Valutazione stress lavoro-correlato (SLC): le metodologie 2017 di INAIL

23.10.2018
Valutazione stress lavoro-correlato (SLC): le metodologie 2017 di INAIL

L’attuale quadro normativo nazionale rivolto alla tutela della salute e della sicurezza dei lavoratori sul lavoro, imperniato dal d.lgs. 81/2008 e s.m.i., ha specificamente individuato lo stress lavoro-correlato (SLC) come uno dei rischi oggetto di valutazione e di conseguente adeguata gestione, secondo i contenuti dell’Accordo Quadro europeo dell’8 ottobre 2004, puntualmente richiamato dal decreto stesso.

La norma ha, inoltre, demandato alla Commissione consultiva permanente per la salute e la sicurezza sul lavoro il compito di “elaborare le indicazioni necessarie alla valutazione del rischio stress lavoro-correlato” (SLC), successivamente emanate nel 2010, attraverso l’individuazione di un “percorso metodologico che rappresenta il livello minimo di attuazione dell’obbligo […]” (Comunicato del Ministero del lavoro in G.U. n. 304 del 30/12/2010).

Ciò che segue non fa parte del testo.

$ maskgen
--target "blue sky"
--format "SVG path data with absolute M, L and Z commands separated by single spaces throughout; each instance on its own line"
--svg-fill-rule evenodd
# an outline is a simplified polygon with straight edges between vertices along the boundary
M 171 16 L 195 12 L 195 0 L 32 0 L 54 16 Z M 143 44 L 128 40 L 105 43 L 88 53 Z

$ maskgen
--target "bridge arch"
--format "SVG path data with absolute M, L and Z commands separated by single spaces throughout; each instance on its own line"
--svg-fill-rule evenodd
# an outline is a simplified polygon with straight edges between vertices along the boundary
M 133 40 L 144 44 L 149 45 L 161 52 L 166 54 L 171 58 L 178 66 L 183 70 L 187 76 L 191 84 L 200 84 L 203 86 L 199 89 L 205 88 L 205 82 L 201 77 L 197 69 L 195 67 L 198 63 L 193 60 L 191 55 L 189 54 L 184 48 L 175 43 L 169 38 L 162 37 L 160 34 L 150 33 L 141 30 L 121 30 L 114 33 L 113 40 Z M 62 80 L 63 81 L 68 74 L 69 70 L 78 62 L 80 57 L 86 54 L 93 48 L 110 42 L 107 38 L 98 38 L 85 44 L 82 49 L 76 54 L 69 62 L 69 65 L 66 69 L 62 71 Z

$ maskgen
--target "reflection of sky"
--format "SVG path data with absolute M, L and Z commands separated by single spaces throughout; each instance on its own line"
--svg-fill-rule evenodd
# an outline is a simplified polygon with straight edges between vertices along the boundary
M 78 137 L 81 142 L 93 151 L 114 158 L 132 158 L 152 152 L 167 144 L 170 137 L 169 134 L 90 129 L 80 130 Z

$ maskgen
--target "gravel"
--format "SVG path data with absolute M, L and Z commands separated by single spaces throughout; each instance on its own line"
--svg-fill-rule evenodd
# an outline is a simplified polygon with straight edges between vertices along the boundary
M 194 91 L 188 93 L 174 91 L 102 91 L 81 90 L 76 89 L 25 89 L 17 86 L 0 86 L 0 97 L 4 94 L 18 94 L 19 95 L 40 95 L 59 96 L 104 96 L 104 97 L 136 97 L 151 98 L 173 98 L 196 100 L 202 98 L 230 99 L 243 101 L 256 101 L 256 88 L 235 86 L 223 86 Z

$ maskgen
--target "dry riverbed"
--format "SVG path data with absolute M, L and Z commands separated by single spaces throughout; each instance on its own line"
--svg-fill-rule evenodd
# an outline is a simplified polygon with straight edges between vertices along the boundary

Ma cosa significa parlare di “stress lavoro-correlato (SLC)”?
Facendo riferimento al Documento INAIL “LA METODOLOGIA PER LA VALUTAZIONE E GESTIONE DEL RISCHIO STRESS LAVORO-CORRELATO, possiamo dire che: “Generalmente, lo stress si identifica come una condizione in cui l’individuo non si sente in grado di corrispondere alle richieste o alle aspettative dell’ambiente; tuttavia, come anche riportato nell’Accordo europeo sullo SLC del 2004, non tutte le manifestazioni di stress che si verificano sul lavoro possono essere definite ‘lavoro-correlate’.
La definizione maggiormente accreditata identifica lo SLC come una condizione di squilibrio che si verifica quando il lavoratore non si sente in grado di corrispondere alle richieste lavorative; tale condizione acquista rilevanza e può avere effetti negativi sull’individuo, e di conseguenza sull’azienda, se è intensa e prolungata nel tempo
“.

Ma come si procede per effettuare una valutazione “stress lavoro-correlato (SLC)”?
Nelle indicazioni elaborate dalla Commissione (si tratta della Commissione consultiva permanente per la salute e la sicurezza sul lavoro, di seguito sempre denominata ‘Commissione’, n.d.r.) viene ribadito che la valutazione del rischio SLC è ‘parte integrante della valutazione dei rischi’ ed è effettuata dal DL (obbligo non delegabile ai sensi dell’art. 17, comma 1, lett. a), in collaborazione con il RSPP ed il MC (art. 29, comma 1), previa consultazione del RLS/RLST (art. 29, comma 2); la data di decorrenza dell’obbligo, il 31 dicembre 2010, è da intendersi come ‘[…] data di avvio delle attività di valutazione […]’ la cui programmazione temporale e l’indicazione del termine ‘[…] devono essere riportate nel documento di valutazione dei rischi’ (DVR).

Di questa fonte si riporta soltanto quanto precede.